4.6. Improving Experimental Design

The wire-arc DED samples utilized for this study were originally collected during a prior experiment focused on machine learning applications [19]. That initial experimental design was specifically tailored to generate an extensive and evenly distributed dataset across the selected parameters and number of samples per material. However, analyzing bead asymmetry was not a consideration at that time. As a result, the beads were deposited on the substrate in ascending order of feed rate, such that the lowest feed rate beads for a given substrate were deposited first.

This sequential deposition approach complicates the analysis of feed rate’s influence on asymmetry, as higher feed rates coincided with increased heat within the system. Confirming this, the feed rate had a correlation of −0.21 with asymmetry, while the print count, a measure of how many beads had previously been deposited, displayed a similar negative correlation of −0.19. Moreover, these two variables were highly correlated at 0.90.

Future experiments should incorporate a design-of-experiments (DOE) approach that considers the sample parameter space and accounts for potential confounding factors introduced by location and thermal history to enable a more comprehensive analysis of bead shape asymmetry. This would facilitate an independent evaluation of individual parameters without unintended compounding effects.

5. Conclusions

This study introduced a novel quantification technique to characterize asymmetrical bead geometries in wire-arc DED. While no strong correlations between asymmetry and processing parameters or material selection were identified, to the best of our knowledge, the work presented here is the first that confirms asymmetrical bead deposition. Additionally, this work analyzed the impact of processing parameters and material properties on substrate warping, identifying that heat capacity and thermal diffusivity were the dominant factors in substrate warping. While most have focused on predicting the width and height of the bead shape, this work offers a broader understanding of the impacts that changes in the manufacturing process can have on the whole system. The analysis of substrate asymmetry, curvature, and impact of thermophysical properties and process parameters resulted in the following conclusions:

• The asymmetry of each bead was calculated using a normalized Euclidean distance equation and compared between each other using a correlation matrix, finding that none of the parameters had a particularly strong correlation with asymmetry. Peak curvature, feed rate and width had the strongest correlations with −0.24, −0.21 and −0.21, respectively.
• Correlation matrix between process parameters, physical properties and warping revealed the strongest correlation with feed rate, travel speed, substrate mean heat capacity, substrate means thermal diffusivity, wire mean heat capacity and wire means thermal diffusivity with −0.26, −0.01, 0.60, −0.67, 0.47 and −0.40, respectively.
• Heat capacity and thermal diffusivity were the most relevant features examined.
• As substrate heat capacity decreased, substrate warping increased.
• As substrate thermal conductivity increased, warping decreased.
• As substrate thermal diffusivity increased, substrate warping decreased.
• Thermal conductivity exhibits a dominating role over heat capacity to cause an increase in thermal conductivity and decrease in resultant warping.
• Increased wire feed rates caused decreased warping effects.

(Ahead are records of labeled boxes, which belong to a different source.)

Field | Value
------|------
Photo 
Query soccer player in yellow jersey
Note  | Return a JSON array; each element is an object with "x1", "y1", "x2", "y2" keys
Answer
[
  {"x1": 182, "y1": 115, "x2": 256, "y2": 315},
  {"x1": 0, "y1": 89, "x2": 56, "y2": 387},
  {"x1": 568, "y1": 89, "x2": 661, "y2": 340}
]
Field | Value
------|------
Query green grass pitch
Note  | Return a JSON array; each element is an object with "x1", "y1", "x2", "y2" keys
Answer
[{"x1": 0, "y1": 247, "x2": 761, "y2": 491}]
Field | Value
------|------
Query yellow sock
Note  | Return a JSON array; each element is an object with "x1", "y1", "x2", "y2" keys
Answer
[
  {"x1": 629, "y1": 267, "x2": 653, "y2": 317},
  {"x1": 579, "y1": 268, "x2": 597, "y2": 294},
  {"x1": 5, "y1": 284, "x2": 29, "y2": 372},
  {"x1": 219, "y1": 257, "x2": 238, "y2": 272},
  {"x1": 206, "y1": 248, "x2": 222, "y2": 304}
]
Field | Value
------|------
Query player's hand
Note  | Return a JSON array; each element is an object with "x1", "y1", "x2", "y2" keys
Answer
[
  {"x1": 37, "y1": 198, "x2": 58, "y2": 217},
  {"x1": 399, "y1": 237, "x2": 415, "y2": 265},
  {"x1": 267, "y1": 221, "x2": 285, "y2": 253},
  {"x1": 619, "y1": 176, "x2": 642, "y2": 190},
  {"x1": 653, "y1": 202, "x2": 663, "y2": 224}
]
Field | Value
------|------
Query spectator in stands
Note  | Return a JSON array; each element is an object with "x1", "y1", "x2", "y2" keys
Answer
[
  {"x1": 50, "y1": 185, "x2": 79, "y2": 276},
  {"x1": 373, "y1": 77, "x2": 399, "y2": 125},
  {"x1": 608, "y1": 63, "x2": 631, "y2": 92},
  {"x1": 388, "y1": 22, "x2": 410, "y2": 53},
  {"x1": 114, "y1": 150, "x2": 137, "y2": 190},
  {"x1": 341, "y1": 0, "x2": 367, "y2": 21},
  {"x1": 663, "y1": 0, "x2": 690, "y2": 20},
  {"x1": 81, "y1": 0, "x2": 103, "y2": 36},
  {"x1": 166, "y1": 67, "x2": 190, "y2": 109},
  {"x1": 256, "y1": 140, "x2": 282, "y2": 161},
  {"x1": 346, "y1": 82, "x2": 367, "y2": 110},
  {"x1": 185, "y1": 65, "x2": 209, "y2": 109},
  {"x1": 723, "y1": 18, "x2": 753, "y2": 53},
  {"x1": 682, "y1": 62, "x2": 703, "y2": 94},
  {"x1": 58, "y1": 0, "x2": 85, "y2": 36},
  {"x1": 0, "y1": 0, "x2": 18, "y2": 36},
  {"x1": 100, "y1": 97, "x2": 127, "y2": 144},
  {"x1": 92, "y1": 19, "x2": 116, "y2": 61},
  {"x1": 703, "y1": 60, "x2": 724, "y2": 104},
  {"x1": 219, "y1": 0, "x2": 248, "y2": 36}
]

Future work plans to build upon this study’s findings to better understand the effects of warping during welding and wire-arc DED processes. Further research endeavors will measure the effects of residual stresses based on the magnitude of stresses and warping. These measurements can then be added to the correlation matrix to compare how they are influenced based on process parameters and thermophysical property factors. Additionally, future experiments will incorporate a design-of-experiments (DOE) approach that will better space welding deposits from previous welds to enable a more comprehensive analysis of weld bead shape and substrate warping. Further attention will also be placed on determining how the coefficient of thermal expansion of wire and substrate materials influences substrate heat uptake.